Real Estate investments have been around for many decades now. For a lot of investors, real estate investments have turned up to be a secure and stable investment option. When one thinks of investing in real estate, buying property or land is the first thing that pops up in their mind. While it is a part of real estate investing, there are other ways to take exposure in real estate.
Since buying property or land requires a sizeable amount of capital, many people don’t consider real estate as one of the viable investment options for them. But before you make any judgments or decisions regarding this investment option, here are some of the ways to invest. We hope it will help you make an informed decision.
Paths to Investing
There are several ways to enter the real estate investment world. These ways have made the real estate sector accessible and flexible for every investor. Following are some of them:
A Real Estate Investment Trust or REIT is a company that owns, operates, or finances income-generating real estate. REIT pools money from different investors such as institutional and retail investors to own a share of a real estate property. It is similar to mutual funds but for real estate.
You can invest in REITs through a brokerage account, and it is similar to buying stocks. If we compare buying REIT units to property, the cost of investing in REIT is just a fraction of the cost of buying a property. It is a great option for investors looking for dividends as a source of income.
Real estate stocks or ETFs
Real Estate Stocks or ETFs are a great option for those who do not want to buy a property. One can invest in varied stocks, mutual funds, and ETFs related to the real estate industry. Some examples would be estate agencies, construction companies, furnishing, home appliances, etc.

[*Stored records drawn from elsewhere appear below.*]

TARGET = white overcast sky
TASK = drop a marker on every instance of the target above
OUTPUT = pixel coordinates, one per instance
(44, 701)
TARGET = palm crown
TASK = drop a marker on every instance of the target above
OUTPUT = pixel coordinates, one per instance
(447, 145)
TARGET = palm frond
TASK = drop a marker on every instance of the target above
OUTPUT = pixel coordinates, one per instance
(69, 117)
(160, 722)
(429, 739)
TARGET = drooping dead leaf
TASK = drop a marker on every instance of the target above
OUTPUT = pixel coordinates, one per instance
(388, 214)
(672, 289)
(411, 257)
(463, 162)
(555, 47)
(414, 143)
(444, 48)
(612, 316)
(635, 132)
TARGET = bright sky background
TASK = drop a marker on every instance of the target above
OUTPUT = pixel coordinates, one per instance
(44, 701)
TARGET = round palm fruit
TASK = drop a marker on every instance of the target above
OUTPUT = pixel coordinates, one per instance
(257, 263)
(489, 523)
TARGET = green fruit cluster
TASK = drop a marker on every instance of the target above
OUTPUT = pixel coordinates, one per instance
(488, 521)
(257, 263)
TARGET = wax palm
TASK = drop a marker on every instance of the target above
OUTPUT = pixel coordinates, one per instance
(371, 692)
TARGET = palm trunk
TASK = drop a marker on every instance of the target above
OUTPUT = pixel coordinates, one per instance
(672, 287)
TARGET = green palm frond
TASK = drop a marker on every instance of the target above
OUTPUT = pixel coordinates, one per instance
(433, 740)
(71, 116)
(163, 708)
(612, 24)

Since many of these are stock options, you get to enjoy the benefits of investment in regular stocks. These stocks provide stable price appreciation or growth, liquidity, etc. with a minimum initial investment.
Renting out for a long-term or short-term
This is the most common type of real estate investment, where you buy a property and rent it out to other people. You can do it or you can hire a real estate agent to take care of it. You can choose whether you want to do it on a short-term basis or long-term basis. Vacation properties are considered as short-term rental properties and apartments or homes are long-term properties.

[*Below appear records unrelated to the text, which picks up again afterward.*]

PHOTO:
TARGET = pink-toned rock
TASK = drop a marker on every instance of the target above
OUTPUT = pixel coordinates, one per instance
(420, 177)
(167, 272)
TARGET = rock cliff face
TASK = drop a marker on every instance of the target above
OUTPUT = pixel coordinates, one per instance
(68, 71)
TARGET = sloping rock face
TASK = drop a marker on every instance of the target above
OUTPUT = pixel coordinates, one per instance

This process may seem very easy on the surface, but it requires a lot of time and energy to maintain the house, collect rent from tenants, keep the place occupied, etc, says MotleyFool.
It also doesn’t suit every type of investor, as it requires a little more capital to get started. Nevertheless, both of them can give you adequate returns and a steady cash-flow if you handle them efficiently.
Apart from these options, you can also try other ones such as house flipping. This involves looking at potential properties and transforming them into marketable residences. This requires a lot of capital and skill sets, but the returns achieved in the short-term can be quite high.
You can also consider investing in land. Land investments are cheaper compared to buying developed property, and it gives you the freedom of choosing what you want to do with it. This requires a lot of foreseeing, as there could be many outcomes of the land in the future.
Is real estate a good investment option?
These investments pay off really well from a long-term investment perspective. It is also important to note that the above-mentioned strategies may suit different types of investors, making it a viable investment option. Whether you want to start big or small, short-term or long-term, there is a real estate investment option apt for you.
Benefits of real estate investing
The price of a property may appreciate a lot. If there is a development in the area near your property, then your property can become highly attractive to other property buyers. The value of property keeps on changing, and we see that in most cases the price increases with time.
However, considering the absolute returns in a silo may not be the ideal way. You also need to check the other costs associated with the property, such as taxes and other investment costs.
The Balance cites another benefit of real estate investment is that it is relatively less volatile than the stock market. While the potential earning of both asset classes aren’t the same, there is a steady incline in price. Apart from this, having enough rental properties can enable you to generate cash flow at regular intervals.
Risks with real estate investing
Like every other investment option, investing in real estate also comes with some amount of risk and downsides. These investments don’t provide investors with a lot of liquidity i.e. you cannot turn a property into cash as quickly as stocks. The potential returns in these are also not as high as stock returns.
If you are willing to rent out property, dealing with tenants, property maintenance and other related activities also requires a lot of time, money and attention. Understanding the basics of real estate investing helps beginners to invest in them with ease. However, you need to keep in mind that investing in real estate is also a journey where mistakes are inevitable and you can learn from it. You need to decide for yourself, which is the right path for you and gradually make progress.